Domenica scorsa c'era Sanga-Biassono: non determinante per i destini stagionali di entrambe (ormai rimandati ai playout), ma potenzialmente decisivo per dirimere chi delle due partirà davanti nella griglia del purgatorio, specie se avesse vinto Biassono che sarebbe andata a +4 con 3 giornate da giocare, mentre Milano aveva la prospettiva di un riaggancio col 2-0 negli scontri diretti, avendo vinto all'andata (cosa che appunto è successa).
In ogni caso, la disfida tra il capoluogo e la Brianza è interessante a prescindere, e infatti la palestra di via Cambini presentava un pienone da circa 200 anime, un po' sorprese dalla botta di patriottismo iniziale, quando le squadre si sono schierate fronte pubblico a mo' di soldati mentre gli amplificatori sparavano un inno nazionale cantato piuttosto timidamente dai presenti.Poi, in partita, solo la bandiera di Milano ha garrito. Sarebbe falso dire che non c'è stata storia, perché Biassono c'ha provato più volte a rimontare, ma di fatto le arancioni hanno fatto il primo break dopo 3 minuti e non sono più state riprese, viaggiando spesso tra i 10 e i 12 punti di scarto. Eppure l'organico era risicatissimo perché in settimana Franz Pinotti aveva perso (dopo Zamelli e Santucci) un altro pezzo, Nobis, la quale pare abbia riconsegnato la borsa per motivi suoi.
Inizia forte Gottardi, subito 8 punti contro una De Fiori che (febbricitante, s'è saputo poi) fatica a contenerla, anche perché essendo più bassa, la Silvia mongolrallica riesce a tirarle in testa dalla media. Nel finale di 1° quarto tocca a Giunzioni con 6 punti (18-14 al 10').

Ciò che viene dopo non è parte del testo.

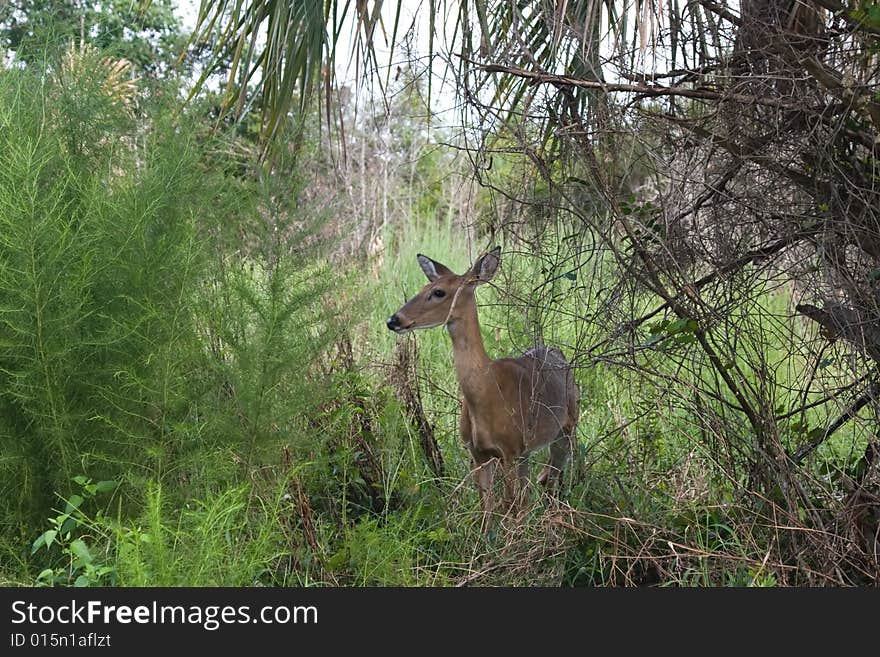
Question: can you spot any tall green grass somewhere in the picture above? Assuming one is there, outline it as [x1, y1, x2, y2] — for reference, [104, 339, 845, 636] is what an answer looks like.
[0, 51, 333, 582]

Nel mezzo, Biassono mette la testa avanti per l'unica volta (10-11 al 6'), coi recuperi sul pressing e il duo Canova-M. Fumagalli, mentre Contestabile parte lento, così come la sua controparte Rovida, la quale riceve pochi palloni buoni ma è anche in serata-no, come si vedrà da alcuni tiri sbilenchi. "Conte" invece poi si sbloccherà, ma a corrente alternata.
La svolta nella prima metà del 2° quarto con un parziale di 12-0 che lancia il Sanga sul 32-19 al 14’: contribuiscono un po’ tutte, ma soprattutto D’Amico, già un idolo del pubblico alla sua “prima” casalinga in maglia-Cellularmania, che segna in appoggio dopo aver depista Galbiati con un cambio di direzione che avrei voluto filmare perché non ho veramente capito come ha fatto, e subito dopo intercetta un’apertura biassonese e ne segna un altro. Siccome nel frattempo anche Brioschi ha segnato in entrata, De Milo vede la mala parata a uomo e passa a zona (Milano per ora a uomo). In effetti ottiene di spegnere l’attacco di casa, che prende tanti tiri dalla media senza esito, e non riesce ad attivare le lunghe in area. Però nel contempo Biassono si mangia tantissimo da sotto (10/29 da 2 all’intervallo), e così nei successivi 3’ il parziale è solo 1-2; poi nel finire del quarto si accende Contestabile riducendo lo scarto a 37-29 all’intervallo.